Die Zustimmung der Sowjetunion – und also Michail Gorbatschows und seines Außenministers Eduard Schewardnadse, zu denen Genscher ein Vertrauensverhältnis aufgebaut hatte – war essenziell gewesen für die Vereinigung der beiden deutschen Staaten. Daran wollte Genscher immer wieder erinnern, auch wenn dies für die Beurteilung der gegenwärtigen russischen Außenpolitik nur sehr bedingt eine Rolle spielen darf. Als einer, der durch die deutsche Einheit die eigene Heimat wiedererlangt hatte, erschien ihm das als eine Art moralische Verpflichtung. Er hatte über die Jahrzehnte und die Teilung hinweg den Kontakt nach Halle nie abgebrochen und fuhr, auch als Minister, privat etwa zu den Händel-Festspielen in seine Geburtsstadt. Sein Hallenser Dialekt gehörte zur Sprachfärbung der Bundespolitik.

Genscher mag in der Erinnerung vieler „der“ deutsche Außenminister schlechthin gewesen sein und in gewisser Weise Deutschlands Vereinigungsminister. Sein Wirken als liberaler Parteivorsitzender war aber nicht weniger prägend für die späte Bonner Republik. Der von der SPD als Verrat ausgelegte Seitenwechsel 1982 begründete die Ära Helmut Kohls mit.

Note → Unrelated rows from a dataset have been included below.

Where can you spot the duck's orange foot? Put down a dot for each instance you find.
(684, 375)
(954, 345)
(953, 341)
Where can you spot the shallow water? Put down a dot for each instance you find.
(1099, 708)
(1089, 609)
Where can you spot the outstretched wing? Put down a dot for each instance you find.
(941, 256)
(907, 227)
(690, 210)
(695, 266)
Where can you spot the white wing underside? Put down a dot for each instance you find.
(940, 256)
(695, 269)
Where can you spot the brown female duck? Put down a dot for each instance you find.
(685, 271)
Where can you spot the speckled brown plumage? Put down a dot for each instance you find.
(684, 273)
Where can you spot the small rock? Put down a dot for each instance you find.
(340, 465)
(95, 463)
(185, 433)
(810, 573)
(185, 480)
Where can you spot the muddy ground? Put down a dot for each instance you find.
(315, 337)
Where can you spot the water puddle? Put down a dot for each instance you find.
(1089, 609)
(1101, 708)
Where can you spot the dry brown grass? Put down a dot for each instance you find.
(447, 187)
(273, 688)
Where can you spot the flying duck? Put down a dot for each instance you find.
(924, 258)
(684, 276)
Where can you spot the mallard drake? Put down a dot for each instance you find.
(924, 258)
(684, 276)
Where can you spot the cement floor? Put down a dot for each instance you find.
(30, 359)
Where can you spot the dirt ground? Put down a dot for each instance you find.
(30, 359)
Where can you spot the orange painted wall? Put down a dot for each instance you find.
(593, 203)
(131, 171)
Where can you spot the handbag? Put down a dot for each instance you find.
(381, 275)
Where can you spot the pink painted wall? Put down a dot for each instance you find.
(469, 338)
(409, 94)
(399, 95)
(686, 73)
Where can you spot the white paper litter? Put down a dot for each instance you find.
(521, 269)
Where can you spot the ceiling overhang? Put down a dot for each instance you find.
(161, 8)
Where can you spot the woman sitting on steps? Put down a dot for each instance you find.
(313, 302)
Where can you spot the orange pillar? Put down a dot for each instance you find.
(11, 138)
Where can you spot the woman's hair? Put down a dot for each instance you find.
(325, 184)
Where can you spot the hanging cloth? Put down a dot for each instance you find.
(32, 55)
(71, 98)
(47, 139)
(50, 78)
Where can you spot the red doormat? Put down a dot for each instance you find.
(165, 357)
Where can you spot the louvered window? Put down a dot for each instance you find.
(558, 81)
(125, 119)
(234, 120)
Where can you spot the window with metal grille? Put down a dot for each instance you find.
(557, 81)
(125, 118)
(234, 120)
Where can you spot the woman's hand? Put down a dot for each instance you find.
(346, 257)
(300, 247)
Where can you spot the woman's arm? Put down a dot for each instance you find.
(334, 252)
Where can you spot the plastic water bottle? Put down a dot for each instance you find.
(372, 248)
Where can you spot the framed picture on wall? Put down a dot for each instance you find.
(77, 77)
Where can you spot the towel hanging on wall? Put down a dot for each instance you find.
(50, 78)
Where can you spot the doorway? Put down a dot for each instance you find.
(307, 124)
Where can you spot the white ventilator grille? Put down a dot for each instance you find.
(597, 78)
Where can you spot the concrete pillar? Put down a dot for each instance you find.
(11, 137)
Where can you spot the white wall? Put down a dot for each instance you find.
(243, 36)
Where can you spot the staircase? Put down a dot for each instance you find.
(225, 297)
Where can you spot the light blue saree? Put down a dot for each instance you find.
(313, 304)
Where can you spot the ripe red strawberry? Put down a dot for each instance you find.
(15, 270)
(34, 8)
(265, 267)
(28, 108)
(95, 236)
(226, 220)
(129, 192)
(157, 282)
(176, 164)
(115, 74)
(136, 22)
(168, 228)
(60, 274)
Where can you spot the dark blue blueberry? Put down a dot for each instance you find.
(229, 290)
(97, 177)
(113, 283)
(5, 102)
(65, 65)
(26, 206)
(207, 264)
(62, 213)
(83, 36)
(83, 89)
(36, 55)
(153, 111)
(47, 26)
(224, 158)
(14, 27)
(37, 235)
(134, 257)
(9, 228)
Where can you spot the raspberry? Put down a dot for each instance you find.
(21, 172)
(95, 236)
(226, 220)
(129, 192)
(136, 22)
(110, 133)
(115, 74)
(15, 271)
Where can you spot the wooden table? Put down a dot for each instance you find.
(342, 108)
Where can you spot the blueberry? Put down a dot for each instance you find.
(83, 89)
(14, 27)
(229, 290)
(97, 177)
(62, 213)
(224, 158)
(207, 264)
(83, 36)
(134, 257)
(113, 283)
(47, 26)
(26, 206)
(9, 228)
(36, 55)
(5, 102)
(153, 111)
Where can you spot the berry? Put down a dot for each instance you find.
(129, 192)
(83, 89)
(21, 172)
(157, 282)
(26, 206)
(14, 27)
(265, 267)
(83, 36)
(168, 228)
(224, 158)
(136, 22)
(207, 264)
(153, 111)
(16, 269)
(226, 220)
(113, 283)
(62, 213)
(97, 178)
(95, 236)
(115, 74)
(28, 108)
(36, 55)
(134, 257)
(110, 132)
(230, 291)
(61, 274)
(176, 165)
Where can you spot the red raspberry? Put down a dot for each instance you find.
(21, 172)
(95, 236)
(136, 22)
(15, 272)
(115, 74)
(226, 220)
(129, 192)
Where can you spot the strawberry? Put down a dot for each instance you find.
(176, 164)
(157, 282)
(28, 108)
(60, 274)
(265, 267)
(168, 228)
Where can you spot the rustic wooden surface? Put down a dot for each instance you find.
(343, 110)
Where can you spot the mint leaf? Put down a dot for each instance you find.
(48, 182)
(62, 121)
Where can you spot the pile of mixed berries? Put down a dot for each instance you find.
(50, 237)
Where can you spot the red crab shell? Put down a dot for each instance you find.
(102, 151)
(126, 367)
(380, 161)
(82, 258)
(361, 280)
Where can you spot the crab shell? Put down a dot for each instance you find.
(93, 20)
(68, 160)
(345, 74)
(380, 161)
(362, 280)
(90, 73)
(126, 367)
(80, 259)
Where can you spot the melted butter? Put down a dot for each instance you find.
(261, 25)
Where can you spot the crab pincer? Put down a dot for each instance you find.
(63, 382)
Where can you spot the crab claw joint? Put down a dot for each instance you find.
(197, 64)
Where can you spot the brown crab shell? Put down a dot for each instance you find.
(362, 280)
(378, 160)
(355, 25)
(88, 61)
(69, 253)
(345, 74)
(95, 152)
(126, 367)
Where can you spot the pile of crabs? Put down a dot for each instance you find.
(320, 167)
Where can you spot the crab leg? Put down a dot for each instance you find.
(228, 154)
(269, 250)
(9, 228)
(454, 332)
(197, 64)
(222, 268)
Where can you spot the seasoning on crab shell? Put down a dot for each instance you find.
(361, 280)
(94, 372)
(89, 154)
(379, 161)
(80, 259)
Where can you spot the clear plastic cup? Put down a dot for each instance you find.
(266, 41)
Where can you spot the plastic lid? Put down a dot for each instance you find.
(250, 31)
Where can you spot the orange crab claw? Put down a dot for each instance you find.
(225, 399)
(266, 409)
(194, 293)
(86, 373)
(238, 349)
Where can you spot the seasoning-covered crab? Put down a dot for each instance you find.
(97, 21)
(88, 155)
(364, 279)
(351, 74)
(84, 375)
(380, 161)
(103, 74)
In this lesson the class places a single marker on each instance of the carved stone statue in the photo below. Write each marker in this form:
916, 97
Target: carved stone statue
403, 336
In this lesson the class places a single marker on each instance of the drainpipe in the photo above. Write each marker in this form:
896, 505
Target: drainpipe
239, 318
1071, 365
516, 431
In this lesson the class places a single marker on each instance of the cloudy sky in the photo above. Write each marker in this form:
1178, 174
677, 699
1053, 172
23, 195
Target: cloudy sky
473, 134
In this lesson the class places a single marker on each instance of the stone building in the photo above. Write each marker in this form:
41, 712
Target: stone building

Mehr als ein Anhängsel Kohls

Es gelang Genscher, die FDP zur jahrzehntelangen Mitgestalterin der Bundesrepublik zu machen; ihm als Außenminister, und seinem nicht immer spannungsfreien, aber guten Verhältnis zu Kohl, verdankte es die Partei, nicht nur als Anhängsel und Mehrheitsbeschafferin wahrgenommen zu werden. Umso tragischer war es auch für ihn, dass die FDP es nicht mehr schaffte, als unentbehrliche Kraft wahrgenommen zu werden. Auch seine Hoffnungen ruhten auf dem Parteivorsitzenden Christian Lindner, dem er als Kronzeuge einer glorreichen Zeit der deutschen Liberalen diente. Genau zwei Wochen nach dem Tod Guido Westerwelles, dem Genscher ein großes Vorbild war, ist der Doyen der deutschen Außenpolitik in der Nacht auf Freitag 89-jährig gestorben.